Help wanted: President who will lead with honesty
Looking at America and the world today, it is easy to see the COVID-19 pandemic, the economic dislocations from it, the raging forest fires in the western United States, and the devastating hurricanes ravaging America’s Gulf coast (the bitter fruit of climate change) and sink into despair. I think, however, of my late parents’ generation —— the greatest generation — and how America got through both the Great Depression and World War II, and I think that somehow we, too, can pull through.
In February, 1942, America was emerging from a decade of the Great Depression, saw Hitler’s Germany coming close to total victory in Europe, and suffered the loss of a significant part of the U.S. Pacific fleet on Dec. 7, 1941 at Pearl Harbor. Imperial Japan was inflicting defeat after defeat upon the U.S. and Britain in the Far East and Britain was hanging by its fingernails at home. President Franklin D. Roosevelt addressed the American people by radio (with his radio addresses being nicknamed “Fireside Chats”). He told his speechwriter, “I want to explain to the people something about geography — what our problem is and what the overall strategy of the war has to be. … If they understand the problem and what we are driving at, I am sure that they can take any kind of bad news right on the chin.” FDR told the American people, “Never before have we had so little time in which to do so much.”
The American people listened, took the bad news and responded, both with those fighting abroad, and Americans sacrificing on the home front with rationing and other hardships.

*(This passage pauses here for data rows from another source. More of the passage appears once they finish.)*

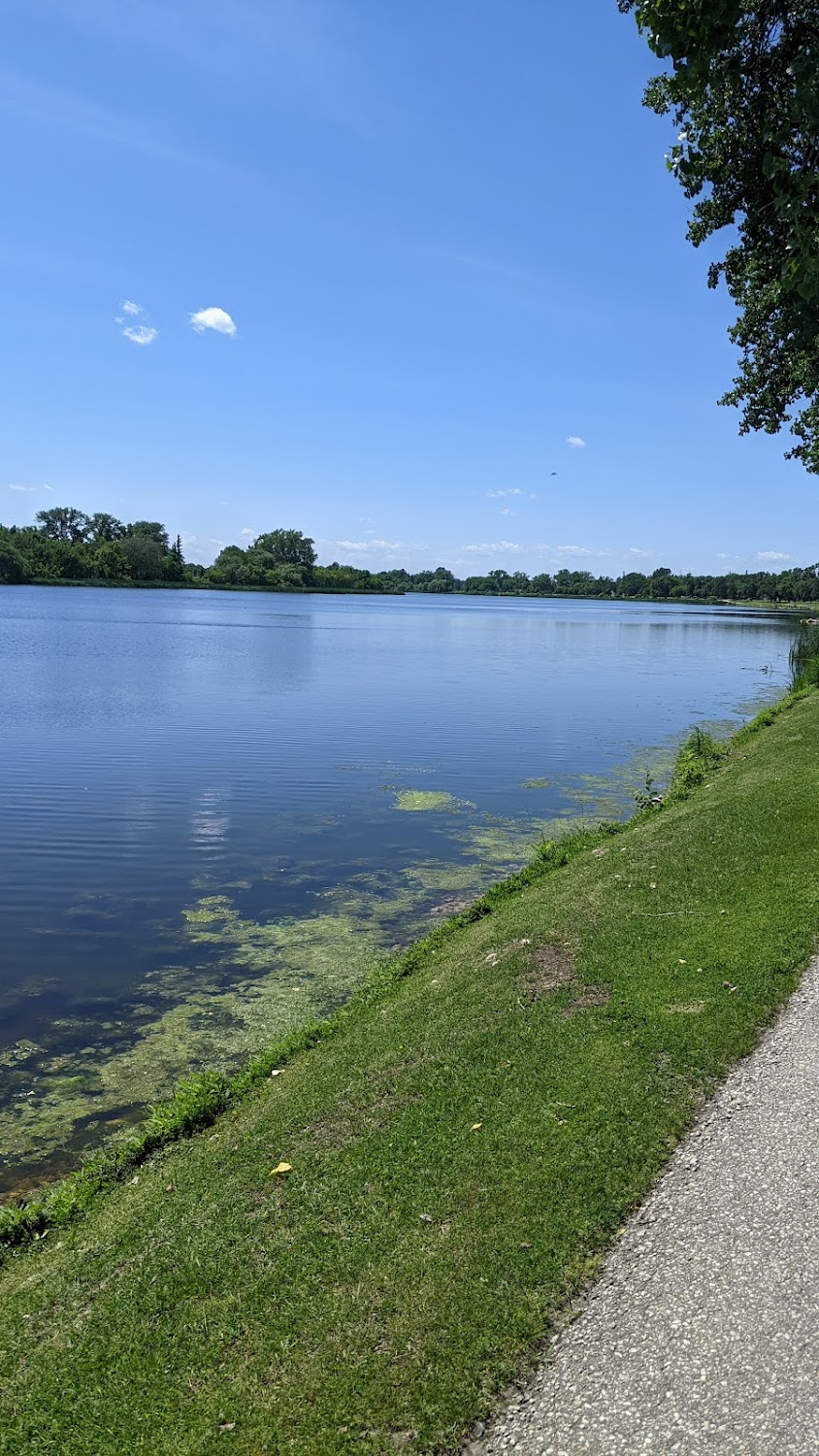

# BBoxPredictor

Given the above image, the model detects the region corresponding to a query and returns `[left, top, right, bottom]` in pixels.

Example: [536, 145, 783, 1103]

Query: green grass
[0, 693, 819, 1456]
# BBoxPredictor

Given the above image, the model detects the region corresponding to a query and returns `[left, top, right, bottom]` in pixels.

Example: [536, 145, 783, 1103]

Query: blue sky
[0, 0, 819, 576]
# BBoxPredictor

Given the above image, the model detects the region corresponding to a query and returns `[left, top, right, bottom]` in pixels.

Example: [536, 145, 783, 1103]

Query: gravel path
[467, 958, 819, 1456]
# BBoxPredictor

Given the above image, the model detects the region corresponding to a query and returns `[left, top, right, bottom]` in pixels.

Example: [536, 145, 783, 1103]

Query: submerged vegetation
[0, 507, 819, 605]
[0, 681, 819, 1456]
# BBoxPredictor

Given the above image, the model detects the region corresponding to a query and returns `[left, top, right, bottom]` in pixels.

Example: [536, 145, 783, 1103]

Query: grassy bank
[0, 692, 819, 1456]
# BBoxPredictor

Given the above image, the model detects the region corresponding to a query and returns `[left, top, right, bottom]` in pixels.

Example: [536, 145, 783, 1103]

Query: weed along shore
[0, 684, 819, 1456]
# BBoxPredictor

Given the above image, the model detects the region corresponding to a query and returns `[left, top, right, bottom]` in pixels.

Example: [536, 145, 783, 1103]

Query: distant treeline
[0, 506, 819, 602]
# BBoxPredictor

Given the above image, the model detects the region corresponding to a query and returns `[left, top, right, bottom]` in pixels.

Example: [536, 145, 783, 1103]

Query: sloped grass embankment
[0, 692, 819, 1456]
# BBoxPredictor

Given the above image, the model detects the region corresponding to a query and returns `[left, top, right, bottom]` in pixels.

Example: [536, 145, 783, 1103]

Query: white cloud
[461, 542, 524, 556]
[122, 323, 158, 346]
[486, 485, 537, 501]
[190, 309, 236, 334]
[321, 539, 407, 552]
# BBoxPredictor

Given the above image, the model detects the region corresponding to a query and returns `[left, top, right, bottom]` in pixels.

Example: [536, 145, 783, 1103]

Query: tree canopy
[618, 0, 819, 472]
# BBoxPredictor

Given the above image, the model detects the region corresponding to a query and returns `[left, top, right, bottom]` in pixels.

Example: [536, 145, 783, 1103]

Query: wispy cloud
[53, 0, 370, 122]
[122, 323, 158, 346]
[486, 485, 537, 501]
[460, 542, 524, 556]
[537, 542, 612, 562]
[321, 538, 407, 553]
[190, 309, 236, 335]
[0, 66, 236, 177]
[114, 299, 158, 347]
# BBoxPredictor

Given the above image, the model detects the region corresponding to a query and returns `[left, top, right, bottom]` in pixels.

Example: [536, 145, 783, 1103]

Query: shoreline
[0, 676, 819, 1456]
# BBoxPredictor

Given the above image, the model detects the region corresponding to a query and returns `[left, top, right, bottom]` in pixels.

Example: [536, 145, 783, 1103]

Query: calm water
[0, 587, 790, 1191]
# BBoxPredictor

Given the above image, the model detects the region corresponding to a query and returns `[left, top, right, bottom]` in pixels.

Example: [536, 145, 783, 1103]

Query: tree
[0, 541, 29, 585]
[125, 521, 169, 552]
[87, 512, 125, 542]
[250, 530, 315, 568]
[618, 0, 819, 472]
[116, 532, 164, 581]
[35, 506, 88, 544]
[91, 541, 129, 581]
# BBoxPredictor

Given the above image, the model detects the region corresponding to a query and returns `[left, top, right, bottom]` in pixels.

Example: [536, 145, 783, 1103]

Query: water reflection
[0, 588, 790, 1187]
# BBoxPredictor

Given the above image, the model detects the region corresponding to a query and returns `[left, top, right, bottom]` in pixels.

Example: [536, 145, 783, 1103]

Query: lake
[0, 587, 792, 1194]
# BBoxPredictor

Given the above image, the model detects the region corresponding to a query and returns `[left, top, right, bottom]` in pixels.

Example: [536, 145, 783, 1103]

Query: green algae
[393, 789, 475, 814]
[0, 734, 698, 1188]
[0, 896, 382, 1159]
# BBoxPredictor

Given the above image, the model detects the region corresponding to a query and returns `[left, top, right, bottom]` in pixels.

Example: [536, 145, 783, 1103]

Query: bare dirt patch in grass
[525, 943, 577, 1002]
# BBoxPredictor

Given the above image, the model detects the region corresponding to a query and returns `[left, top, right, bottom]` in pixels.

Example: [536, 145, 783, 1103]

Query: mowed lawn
[0, 693, 819, 1456]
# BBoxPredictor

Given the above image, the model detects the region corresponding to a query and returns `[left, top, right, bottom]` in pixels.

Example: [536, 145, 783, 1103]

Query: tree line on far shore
[0, 507, 819, 603]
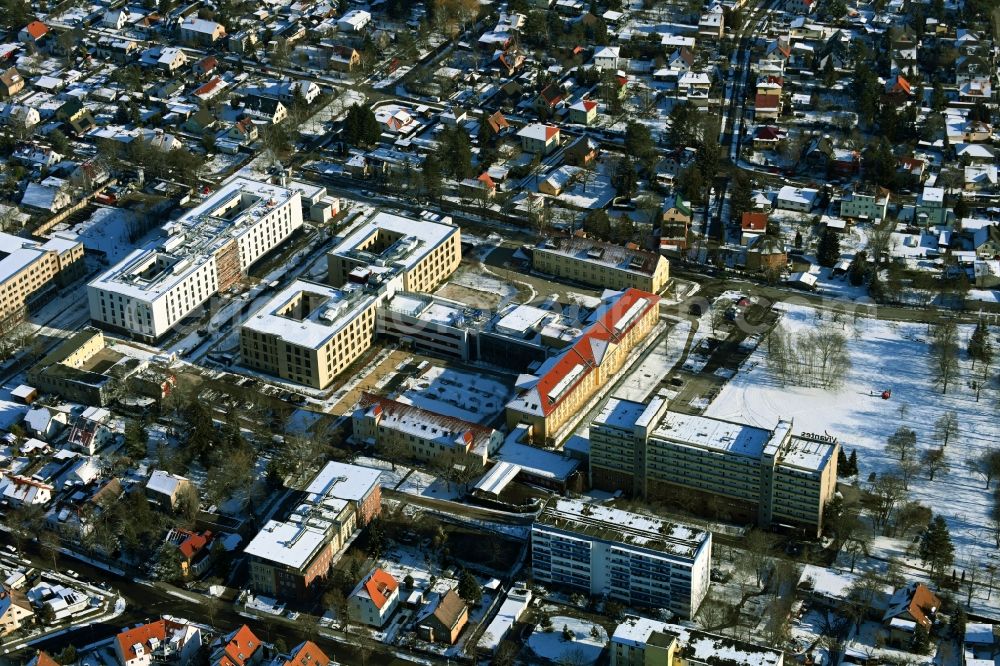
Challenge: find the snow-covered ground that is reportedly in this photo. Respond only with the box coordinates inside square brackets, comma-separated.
[528, 615, 608, 665]
[706, 304, 1000, 561]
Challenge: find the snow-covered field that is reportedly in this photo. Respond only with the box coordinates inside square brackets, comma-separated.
[705, 304, 1000, 561]
[528, 615, 608, 664]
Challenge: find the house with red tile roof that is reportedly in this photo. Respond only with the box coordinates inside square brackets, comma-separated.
[271, 641, 333, 666]
[506, 289, 660, 445]
[517, 123, 559, 155]
[114, 619, 201, 666]
[166, 527, 215, 577]
[210, 624, 264, 666]
[17, 21, 49, 46]
[28, 650, 59, 666]
[348, 568, 399, 627]
[569, 99, 597, 125]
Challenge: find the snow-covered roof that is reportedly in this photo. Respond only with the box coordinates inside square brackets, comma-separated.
[611, 617, 784, 666]
[532, 497, 712, 560]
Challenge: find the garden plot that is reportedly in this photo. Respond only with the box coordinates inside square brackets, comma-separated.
[398, 366, 513, 423]
[706, 304, 1000, 561]
[528, 615, 608, 665]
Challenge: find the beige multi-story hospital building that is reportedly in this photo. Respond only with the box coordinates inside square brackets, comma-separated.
[590, 397, 840, 534]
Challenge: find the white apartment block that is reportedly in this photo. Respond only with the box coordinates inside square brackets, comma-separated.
[87, 178, 302, 341]
[531, 498, 712, 618]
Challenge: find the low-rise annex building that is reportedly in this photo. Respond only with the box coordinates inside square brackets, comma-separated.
[88, 178, 302, 341]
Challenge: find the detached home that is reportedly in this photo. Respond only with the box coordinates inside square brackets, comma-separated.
[517, 123, 559, 155]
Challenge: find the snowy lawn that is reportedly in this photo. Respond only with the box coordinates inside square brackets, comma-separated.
[706, 304, 1000, 561]
[528, 615, 608, 665]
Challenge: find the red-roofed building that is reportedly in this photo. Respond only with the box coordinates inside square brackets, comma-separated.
[753, 89, 781, 120]
[506, 289, 660, 445]
[17, 21, 49, 46]
[211, 624, 264, 666]
[882, 75, 913, 107]
[569, 99, 597, 125]
[349, 568, 399, 627]
[191, 56, 219, 79]
[115, 620, 201, 666]
[740, 212, 767, 233]
[167, 527, 215, 577]
[280, 641, 331, 666]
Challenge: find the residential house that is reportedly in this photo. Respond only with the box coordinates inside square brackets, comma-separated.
[55, 98, 97, 136]
[775, 185, 819, 213]
[973, 224, 1000, 259]
[337, 9, 372, 32]
[0, 103, 42, 129]
[181, 16, 226, 46]
[101, 6, 129, 30]
[11, 144, 63, 169]
[963, 164, 997, 192]
[191, 56, 219, 80]
[145, 469, 194, 511]
[746, 234, 788, 272]
[24, 406, 68, 442]
[154, 46, 187, 74]
[569, 99, 597, 125]
[913, 187, 949, 227]
[594, 46, 623, 71]
[785, 0, 817, 14]
[114, 616, 201, 666]
[271, 641, 336, 666]
[243, 94, 288, 125]
[330, 44, 361, 72]
[882, 583, 941, 647]
[418, 590, 469, 645]
[753, 125, 785, 150]
[0, 585, 35, 637]
[458, 171, 497, 200]
[563, 136, 600, 167]
[882, 74, 913, 108]
[209, 624, 264, 666]
[486, 111, 510, 136]
[348, 568, 399, 628]
[17, 21, 49, 49]
[538, 164, 580, 197]
[66, 408, 114, 456]
[0, 67, 24, 97]
[740, 211, 768, 234]
[0, 474, 53, 506]
[535, 83, 566, 113]
[840, 187, 889, 222]
[677, 71, 712, 99]
[698, 4, 726, 39]
[517, 123, 559, 155]
[166, 527, 215, 578]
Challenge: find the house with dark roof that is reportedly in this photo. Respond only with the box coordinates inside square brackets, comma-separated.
[882, 583, 941, 647]
[114, 619, 201, 666]
[243, 94, 288, 124]
[0, 67, 24, 97]
[348, 567, 399, 627]
[418, 590, 469, 645]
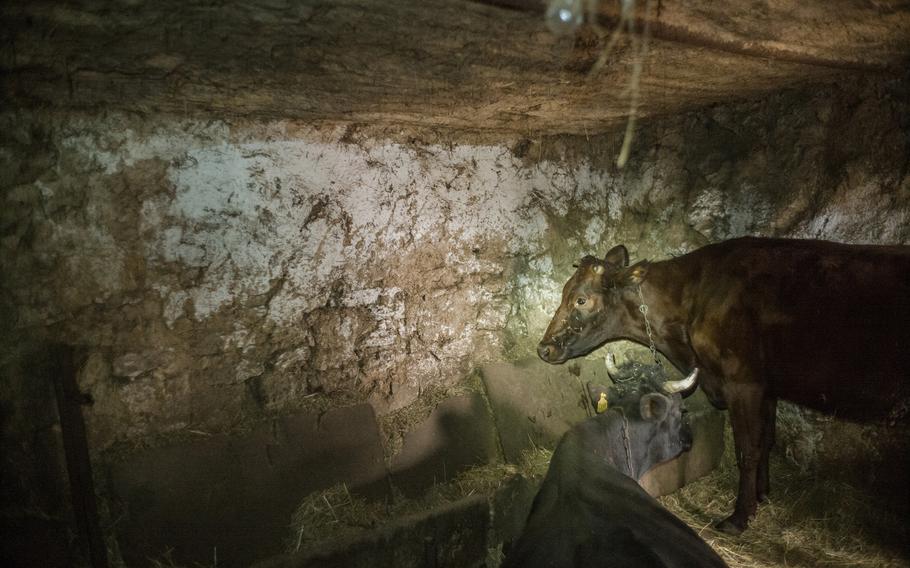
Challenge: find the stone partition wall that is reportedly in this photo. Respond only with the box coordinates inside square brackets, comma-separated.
[0, 72, 910, 506]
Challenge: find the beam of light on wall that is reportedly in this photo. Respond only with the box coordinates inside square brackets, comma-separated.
[544, 0, 584, 36]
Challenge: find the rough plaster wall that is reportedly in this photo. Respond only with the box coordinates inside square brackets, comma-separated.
[0, 75, 910, 462]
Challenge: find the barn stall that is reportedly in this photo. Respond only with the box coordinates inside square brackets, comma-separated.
[0, 0, 910, 566]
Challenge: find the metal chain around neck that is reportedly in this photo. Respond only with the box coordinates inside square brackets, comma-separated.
[638, 284, 663, 367]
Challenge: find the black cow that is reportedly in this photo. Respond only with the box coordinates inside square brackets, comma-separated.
[503, 364, 724, 568]
[538, 238, 910, 533]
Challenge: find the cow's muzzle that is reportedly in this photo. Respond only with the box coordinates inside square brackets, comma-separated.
[537, 341, 567, 365]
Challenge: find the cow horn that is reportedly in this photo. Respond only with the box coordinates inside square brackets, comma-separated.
[663, 367, 698, 394]
[604, 353, 619, 383]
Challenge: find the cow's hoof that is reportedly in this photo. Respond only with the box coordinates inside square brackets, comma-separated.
[714, 516, 746, 535]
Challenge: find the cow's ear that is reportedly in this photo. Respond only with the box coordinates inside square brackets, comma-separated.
[604, 245, 629, 266]
[639, 392, 670, 422]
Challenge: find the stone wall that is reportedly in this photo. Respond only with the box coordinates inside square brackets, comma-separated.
[0, 72, 910, 520]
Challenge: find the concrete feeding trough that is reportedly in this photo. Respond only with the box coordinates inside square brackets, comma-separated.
[101, 352, 724, 568]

It took not months, but years of sacrifice, but the American people and America’s allies prevailed.
Fast-forward to this year. On Feb. 7 President Trump told Washington Post journalist Bob Woodward that the COVID-19 virus was more deadly than the flu and easily transmitted. He could easily have used FDR’s words in speaking to the public, “Never before have we had so little time in which to do so much.” He didn’t. He downplayed the virus. He said that it will disappear soon. He said that it was like the flu. He downplayed the importance of testing.
Meanwhile, Trump admitted to Woodward that he was deliberately downplaying the virus so as to not panic Americans. Meanwhile, Trump contradicted his medical experts on the need to wear masks and social distance. He contradicted cautious governors and mocked them. He later encouraged campaign events where masks and social distancing were almost nonexistent. And when Trump himself was infected with
COVID-19, he received treatment that was not available to most Americans and told Americans not to be afraid of the virus as the death toll climbed above
215,000.
Americans can take bad news, can sacrifice for the common good, and can overcome the crisis of pandemic and climate change. To do so, we need leadership.
Trump has failed America. Joe Biden and Kamala Harris won’t. Please join me in supporting them.